Ele também destaca que em muitos casos seu posicionamento passou de vencido a vencedor no decorrer dos anos. O julgamento sobre prisão depois de condenação em 2ª Instância é um dos exemplos. Em todas as guinadas de entendimento que ocorreram na Corte –3 no total– ele sempre considerou inconstitucional a execução antecipada da pena. Desde setembro de 2019, essa é a jurisprudência fixada pelo Tribunal, em que o voto minoritário do ministro se tornou majoritário.

Ao Poder360, destacou outros casos em que foi de vencido a vencedor: o reconhecimento da fidelidade partidária; a inconstitucionalidade da cláusula de barreira; permissão de progressão do regime na Lei de Crimes Hediondos; e a limitação da prisão civil.

“Eu não mudei de voto. Sou flamenguista. Nunca mudei de camisa. Teve colegas que mudaram de voto, votaram dessa forma, depois variaram, depois retornaram à posição antiga. No caso da prisão após condenação em 2ª Instância, eu sempre disse: não se pode executar a pena antes da preclusão do título condenatório. Quem é que devolve a liberdade perdida pelo cidadão? Não se combate delinquência pelo atropelo. Isso não seria um avanço cultural, mas um retrocesso.”
SUCESSOR

Para Marco Aurélio, seu sucessor ideal deve atuar sem ideias pré-concebidas, examinar bem os elementos do processo e a lei, ser espontâneo e votar conforme a consciência. Diz que André Mendonça e Augusto Aras, os dois favoritos de Jair Bolsonaro, estão credenciados ao cargo. “Vejo os dois com bons olhos”, afirma.

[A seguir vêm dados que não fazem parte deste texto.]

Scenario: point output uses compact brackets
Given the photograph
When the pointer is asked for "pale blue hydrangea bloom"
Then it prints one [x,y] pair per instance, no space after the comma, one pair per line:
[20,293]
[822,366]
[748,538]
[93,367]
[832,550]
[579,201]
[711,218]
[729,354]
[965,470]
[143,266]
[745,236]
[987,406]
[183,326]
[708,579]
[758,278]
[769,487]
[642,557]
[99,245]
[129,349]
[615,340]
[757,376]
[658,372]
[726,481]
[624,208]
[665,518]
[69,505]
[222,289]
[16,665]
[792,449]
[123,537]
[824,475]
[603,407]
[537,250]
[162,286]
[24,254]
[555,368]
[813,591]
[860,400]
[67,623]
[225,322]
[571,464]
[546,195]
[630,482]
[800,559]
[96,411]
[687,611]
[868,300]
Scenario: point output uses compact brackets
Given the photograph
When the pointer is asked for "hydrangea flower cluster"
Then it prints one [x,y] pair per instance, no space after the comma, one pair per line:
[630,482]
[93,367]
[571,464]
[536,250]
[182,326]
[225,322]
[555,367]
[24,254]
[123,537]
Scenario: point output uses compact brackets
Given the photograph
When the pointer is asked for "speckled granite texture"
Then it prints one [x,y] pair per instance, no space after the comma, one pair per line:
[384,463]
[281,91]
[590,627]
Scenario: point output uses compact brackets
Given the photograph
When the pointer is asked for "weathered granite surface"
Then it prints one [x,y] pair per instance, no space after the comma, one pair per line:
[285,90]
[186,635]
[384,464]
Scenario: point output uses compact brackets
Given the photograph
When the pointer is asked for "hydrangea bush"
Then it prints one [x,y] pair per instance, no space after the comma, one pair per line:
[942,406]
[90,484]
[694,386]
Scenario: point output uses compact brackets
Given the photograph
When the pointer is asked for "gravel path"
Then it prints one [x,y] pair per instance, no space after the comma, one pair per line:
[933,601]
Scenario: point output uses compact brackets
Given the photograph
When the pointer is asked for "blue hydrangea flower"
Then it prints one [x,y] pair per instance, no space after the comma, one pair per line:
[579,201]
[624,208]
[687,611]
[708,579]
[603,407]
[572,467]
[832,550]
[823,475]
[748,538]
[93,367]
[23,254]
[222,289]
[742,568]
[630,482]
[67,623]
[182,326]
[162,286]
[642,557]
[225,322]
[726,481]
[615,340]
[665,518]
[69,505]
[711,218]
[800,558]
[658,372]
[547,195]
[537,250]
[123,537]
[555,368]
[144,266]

As declarações de Bolsonaro afirmando querer indicar um ministro “terrivelmente evangélico” também não assustam Marco Aurélio. “Eu sou católico, de batismo. Temos colegas que professam o judaísmo. Isso é natural. Colegiado é um somatório de forças distintas. Se o presidente da República, nessa livre escolha, entender que cabe escolher um evangélico, teremos aí mais um segmento presente no Supremo. E isso é salutar. A diversificação é sempre salutar.”

Ele, no entanto, se diz preocupado com o Brasil e critica as declarações de Bolsonaro que colocam em dúvida, sem provas, a confiabilidade da urna eletrônica. Presidente do TSE (Tribunal Superior Eleitoral) em 3 ocasiões, o ministro chefiou as primeiras eleições informatizadas do Brasil, em 1996.

“O presidente foi eleito mediante esse sistema. Agora ele diz que se a disputa fosse fidedigna ele teria sido eleito no 1º turno. Isso é cabotinismo. É um elogio a si próprio. Desde 1996 eu não vi uma única impugnação eleitoral minimamente séria. Mas quando era cédula, houve várias impugnações procedentes.”